Sobre o parecer muito crítico do Colégio da Especialidade de Saúde Pública, que defendia que o país não está preparado para lidar com a possibilidade de importação de casos e que o director-geral da Saúde denunciou que não tinha sido aprovado pelos membros deste organismo, Durval admite que “tem faltado contenção”. “Mas não queria pronunciar-me sobre o documento que é interno da Ordem dos Médicos”, diz, ressalvando que “a saúde pública tem uma obrigação face à população de ter uma posição perfeitamente clara de contenção de excessos ou de levar as coisas à última consequência, se for caso disso”. “Não queremos que a história do Pedro e do lobo aconteça e só se a Direcção-Geral da Saúde vier dizer que estamos perante um grande alarme é que devemos encarar as coisas dessa forma”, reitera.

O alerta dos médicos de saúde pública é feito na mesma altura em que a Direcção-Geral da Saúde apresentou um novo site com informação sobre o vírus do ébola e através do qual é possível esclarecer dúvidas, imprimir material relacionado com a doença, conhecer os riscos para quem viaja, as respostas preparadas em Portugal e os países afectados. A apresentação do site foi feita no âmbito de uma reunião do dispositivo de Coordenação da Plataforma de Resposta à Doença por Vírus Ébola, no final da qual o director-geral da Saúde, Francisco George, anunciou que na sexta-feira e no sábado vão ser feitos três simulacros para testar a capacidade de resposta dos profissionais de saúde portugueses.

Entre os exercícios, que serão avaliados por peritos nacionais e internacionais, está o suposto caso de uma mulher com 28 anos, com um namorado na Guiné-Conacri, e que esteve recentemente num funeral no país afectado. A senhora, de regresso a Portugal, apresenta febre superior a 39 graus que não baixa com medicamentos e dirige-se a um centro de saúde que valida a suspeita de ébola com a Linha Saúde 24 (808 24 24 24) e que transfere a doente para um dos hospitais de referência, o Curry Cabral, em Lisboa, através das ambulâncias especialmente preparadas pelo Instituto Nacional de Emergência Médica. Neste caso, as análises simuladas para o exercício e feitas pelo Instituto Nacional de Saúde Dr. Ricardo Jorge vão confirmar a doença.

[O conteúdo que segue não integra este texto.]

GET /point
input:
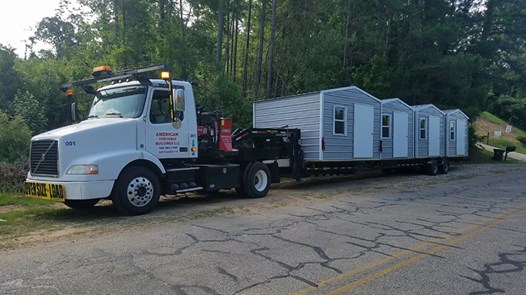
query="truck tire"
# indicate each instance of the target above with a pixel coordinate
(81, 204)
(256, 180)
(136, 191)
(432, 167)
(444, 168)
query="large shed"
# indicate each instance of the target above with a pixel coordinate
(429, 131)
(456, 133)
(339, 124)
(397, 130)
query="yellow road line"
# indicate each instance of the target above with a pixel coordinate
(463, 231)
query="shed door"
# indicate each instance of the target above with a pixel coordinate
(434, 136)
(363, 131)
(461, 137)
(400, 134)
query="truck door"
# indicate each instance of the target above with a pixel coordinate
(164, 138)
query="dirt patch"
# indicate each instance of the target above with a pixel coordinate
(7, 208)
(484, 127)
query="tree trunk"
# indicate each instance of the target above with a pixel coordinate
(259, 69)
(221, 24)
(347, 62)
(247, 46)
(183, 42)
(271, 48)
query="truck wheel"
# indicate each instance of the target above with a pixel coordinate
(444, 168)
(136, 191)
(81, 204)
(432, 167)
(256, 180)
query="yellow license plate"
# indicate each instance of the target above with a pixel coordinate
(47, 191)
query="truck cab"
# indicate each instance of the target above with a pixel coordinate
(141, 139)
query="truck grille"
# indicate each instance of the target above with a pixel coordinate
(44, 157)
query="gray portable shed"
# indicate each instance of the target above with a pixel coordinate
(397, 129)
(336, 124)
(429, 131)
(456, 133)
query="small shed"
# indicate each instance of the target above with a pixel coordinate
(429, 131)
(456, 133)
(397, 129)
(339, 124)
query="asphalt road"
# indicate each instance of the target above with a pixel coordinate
(385, 235)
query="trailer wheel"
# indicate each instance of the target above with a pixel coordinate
(432, 167)
(256, 180)
(136, 191)
(444, 168)
(81, 204)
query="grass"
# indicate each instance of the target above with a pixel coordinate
(15, 199)
(507, 139)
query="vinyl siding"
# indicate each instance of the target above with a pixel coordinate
(340, 147)
(422, 145)
(300, 111)
(451, 145)
(389, 107)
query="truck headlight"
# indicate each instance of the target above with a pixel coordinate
(83, 169)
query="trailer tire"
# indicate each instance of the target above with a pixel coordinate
(136, 191)
(81, 204)
(444, 168)
(432, 167)
(256, 180)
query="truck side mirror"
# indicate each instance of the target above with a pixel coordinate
(179, 103)
(73, 112)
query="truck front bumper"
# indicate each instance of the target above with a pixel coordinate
(59, 191)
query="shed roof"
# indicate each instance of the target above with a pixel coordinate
(452, 111)
(349, 88)
(425, 106)
(396, 100)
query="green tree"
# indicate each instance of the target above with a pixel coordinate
(9, 79)
(15, 136)
(31, 110)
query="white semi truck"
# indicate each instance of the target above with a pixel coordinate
(144, 137)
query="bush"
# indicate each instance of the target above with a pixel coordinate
(12, 176)
(15, 137)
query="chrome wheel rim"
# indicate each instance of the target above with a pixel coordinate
(260, 180)
(140, 191)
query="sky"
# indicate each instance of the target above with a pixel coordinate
(19, 18)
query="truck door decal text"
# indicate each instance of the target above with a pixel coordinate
(167, 142)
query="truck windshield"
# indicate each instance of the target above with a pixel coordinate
(123, 102)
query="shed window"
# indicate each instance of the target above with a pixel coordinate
(423, 128)
(386, 126)
(340, 117)
(452, 130)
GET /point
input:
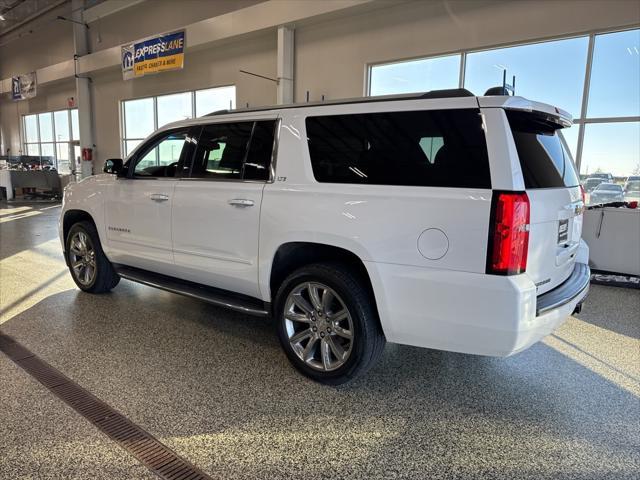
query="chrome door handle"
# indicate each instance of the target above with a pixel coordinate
(241, 202)
(159, 197)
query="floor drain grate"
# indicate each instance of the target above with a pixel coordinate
(160, 459)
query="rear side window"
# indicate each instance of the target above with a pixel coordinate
(544, 159)
(439, 148)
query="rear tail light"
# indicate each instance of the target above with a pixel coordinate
(509, 233)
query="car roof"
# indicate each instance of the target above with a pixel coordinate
(503, 101)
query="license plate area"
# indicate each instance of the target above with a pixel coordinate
(563, 231)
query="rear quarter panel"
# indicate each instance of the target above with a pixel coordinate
(380, 224)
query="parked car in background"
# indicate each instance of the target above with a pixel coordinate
(591, 183)
(632, 191)
(606, 193)
(630, 179)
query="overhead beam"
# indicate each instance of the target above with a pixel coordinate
(107, 8)
(254, 19)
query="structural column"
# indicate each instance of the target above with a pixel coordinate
(286, 44)
(83, 88)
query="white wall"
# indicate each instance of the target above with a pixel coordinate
(43, 42)
(50, 97)
(330, 56)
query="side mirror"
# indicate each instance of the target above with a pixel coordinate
(113, 165)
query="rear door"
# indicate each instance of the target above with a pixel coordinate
(553, 188)
(216, 208)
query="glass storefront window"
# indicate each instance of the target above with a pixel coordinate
(415, 75)
(615, 75)
(550, 72)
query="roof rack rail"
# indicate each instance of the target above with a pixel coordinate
(447, 93)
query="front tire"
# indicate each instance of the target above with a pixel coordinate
(90, 269)
(327, 323)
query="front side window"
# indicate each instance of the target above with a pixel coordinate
(221, 150)
(234, 151)
(439, 148)
(161, 157)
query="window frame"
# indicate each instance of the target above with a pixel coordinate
(69, 143)
(272, 160)
(123, 119)
(146, 146)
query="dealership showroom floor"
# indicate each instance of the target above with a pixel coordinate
(215, 387)
(510, 133)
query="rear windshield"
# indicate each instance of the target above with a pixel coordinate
(438, 148)
(544, 159)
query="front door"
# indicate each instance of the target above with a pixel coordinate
(216, 209)
(138, 207)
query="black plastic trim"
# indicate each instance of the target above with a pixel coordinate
(576, 286)
(215, 296)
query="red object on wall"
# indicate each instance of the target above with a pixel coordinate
(87, 154)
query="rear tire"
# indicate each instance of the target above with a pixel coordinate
(90, 269)
(327, 323)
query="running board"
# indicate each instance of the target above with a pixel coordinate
(215, 296)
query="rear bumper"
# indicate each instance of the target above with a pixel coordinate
(576, 287)
(470, 312)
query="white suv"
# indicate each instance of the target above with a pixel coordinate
(443, 220)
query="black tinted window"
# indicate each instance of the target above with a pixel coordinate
(544, 160)
(240, 150)
(260, 151)
(444, 148)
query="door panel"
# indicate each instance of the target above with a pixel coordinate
(215, 233)
(216, 211)
(138, 214)
(138, 207)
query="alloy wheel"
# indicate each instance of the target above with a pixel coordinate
(319, 326)
(82, 258)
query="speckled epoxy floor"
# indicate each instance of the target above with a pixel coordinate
(214, 386)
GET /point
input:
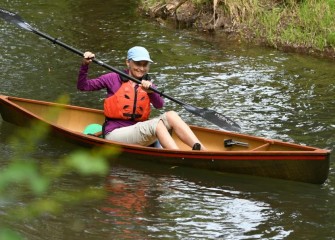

Do lado português a aposta tem passado, sobretudo, por exercícios e pela preparação de uma equipa de profissionais de saúde que poderão integrar uma missão na Guiné-Bissau, caso aquele país venha a solicitar. A organização humanitária Saúde em Português, em declarações à Lusa, anunciou nesta terça-feira que disponibilizou 16 pessoas para integrarem este grupo coordenado pela Direcção-Geral da Saúde, mas que só deverá receber uma eventual luz-verde depois de uma visita a Portugal do primeiro-ministro guineense, agendada para dia 30 de Novembro e durante a qual estará acompanhado pela ministra da Saúde daquele país.